Onkruidbestrijding met chemische middelen langs de openbare weg.. |
Regen
en wind
Bij het terugdringen van de afspoeling van onkruidbestrijdingsmiddelen
speelt het weer op verschillende manieren een rol. Als het kort nadat er gespoten
is, gaat regenen, komen de chemicaliën met het wegstromende regenwater in
de sloot of het riool terecht nog vóór ze hun werk hebben kunnen
doen. Eigenlijk moet het een vol etmaal droog blijven om dit te voorkomen.
Verder
mag het tijdens het spuiten niet te hard waaien. De wind kan de middelen namelijk
meevoeren naar plaatsen waar dat niet nodig of zelfs ongewenst is. Om dergelijke
drift te voorkomen, houdt men een bovengrens voor de windsnelheid aan van windkracht
3. In de landbouw wordt bij het uitvoeren van gewasbeschermingsmaatregelen, het
in die sector gehanteerde eufemisme voor spuiten, eenzelfde bovengrens aangehouden.
Temperatuur
en vochtigheid
De weersomstandigheden hebben ook invloed op de effectiviteit
van het gebruikte chemische bestrijdingsmiddel, veelal RoundUp Evolution.
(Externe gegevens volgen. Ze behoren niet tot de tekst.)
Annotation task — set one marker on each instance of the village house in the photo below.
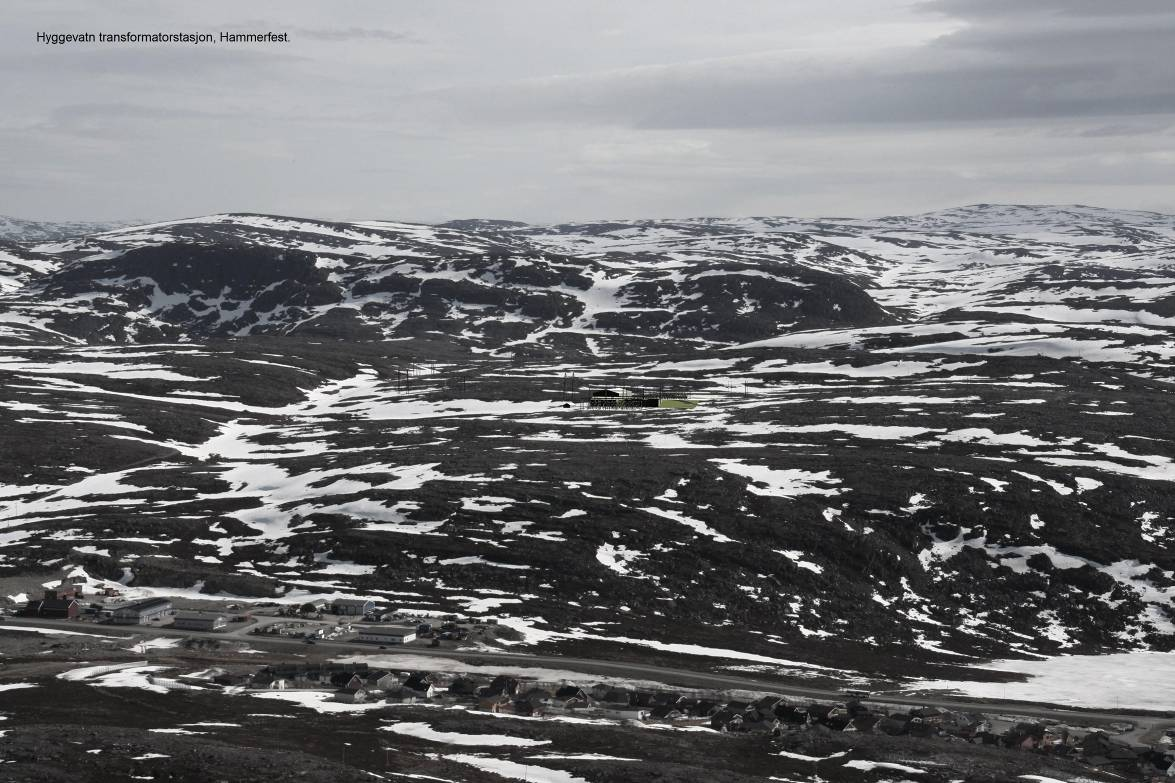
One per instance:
(422, 686)
(571, 697)
(53, 604)
(350, 695)
(381, 681)
(464, 687)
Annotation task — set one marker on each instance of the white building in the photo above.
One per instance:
(201, 621)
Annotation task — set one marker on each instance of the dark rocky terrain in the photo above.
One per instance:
(919, 437)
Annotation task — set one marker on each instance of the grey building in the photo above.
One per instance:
(354, 607)
(201, 621)
(141, 613)
(387, 634)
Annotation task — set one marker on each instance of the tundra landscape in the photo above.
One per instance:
(899, 507)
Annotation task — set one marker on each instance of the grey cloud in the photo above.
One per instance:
(989, 71)
(353, 34)
(1102, 8)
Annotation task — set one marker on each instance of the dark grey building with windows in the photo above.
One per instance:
(142, 613)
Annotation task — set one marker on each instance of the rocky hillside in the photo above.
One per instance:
(941, 433)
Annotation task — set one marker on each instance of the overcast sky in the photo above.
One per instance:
(576, 109)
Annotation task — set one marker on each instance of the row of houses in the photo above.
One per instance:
(62, 603)
(769, 714)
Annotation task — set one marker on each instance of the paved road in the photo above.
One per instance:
(1145, 722)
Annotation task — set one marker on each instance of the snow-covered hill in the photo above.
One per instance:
(32, 231)
(944, 433)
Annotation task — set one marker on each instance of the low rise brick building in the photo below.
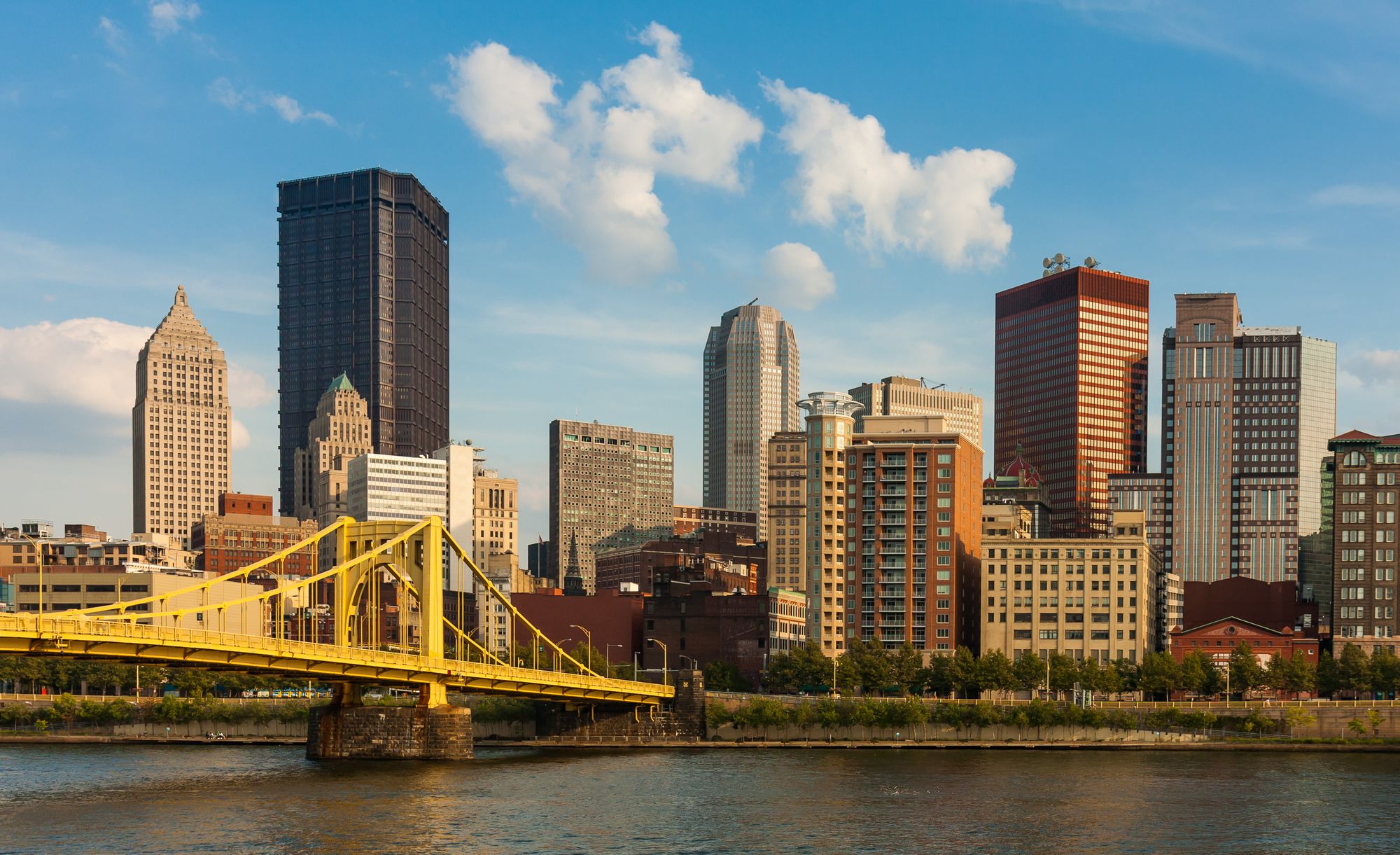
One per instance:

Onkruid
neemt deze stof het gemakkelijkst op na een periode met groeizaam weer zonder
nachtvorst. Op nat onkruid moet je het niet gebruiken; als het regent of als het
onkruid vochtig is van de dauw, kunnen de wijkbeheerders en buitendienstmedewerkers
van de gemeenten of de door hen ingehuurde loonbedrijven dus beter wat anders
gaan doen. De werking is optimaal bij temperaturen van 10 tot 22 graden en een
relatieve vochtigheid van 80% of hoger. Daarbij moeten we rekening houden met
het gegeven dat de temperaturen vlak bij betontegels of andere bestratingen overdag
vooral bij zonnig weer aanzienlijk hoger liggen dan de op 1,5 meter hoogte gemeten
officiële luchttemperatuur. We zagen al eerder dat het na het spuiten nog
24 uur droog moet blijven; daarna mag het groeizame weer met regen en zonder nachtvorst
terugkeren.
Minder milieuschade
Gemeenten die rekening houden
met het weer, kunnen, met wat aanvullende maatregelen en een goede werkplanning,
het gebruik van onkruidverdelgers met een derde terugbrengen. Ze zijn dan wel
iets duurder uit. Veel gemeenten gaat dat nog niet ver genoeg en zijn bereid wat
dieper in de buidel te tasten of het beoogde straatbeeld aan te passen. Ze zijn
overgestapt op onkruidbeheer zonder herbiciden. Dat kan onder andere met heet
water, borstelen en branden. Er is dan geen afspoeling van chemische middelen
en tegelijkertijd neemt de weersafhankelijkheid af. Eigenlijk kan alleen regen
tijdens het werk nog roet in het eten gooien.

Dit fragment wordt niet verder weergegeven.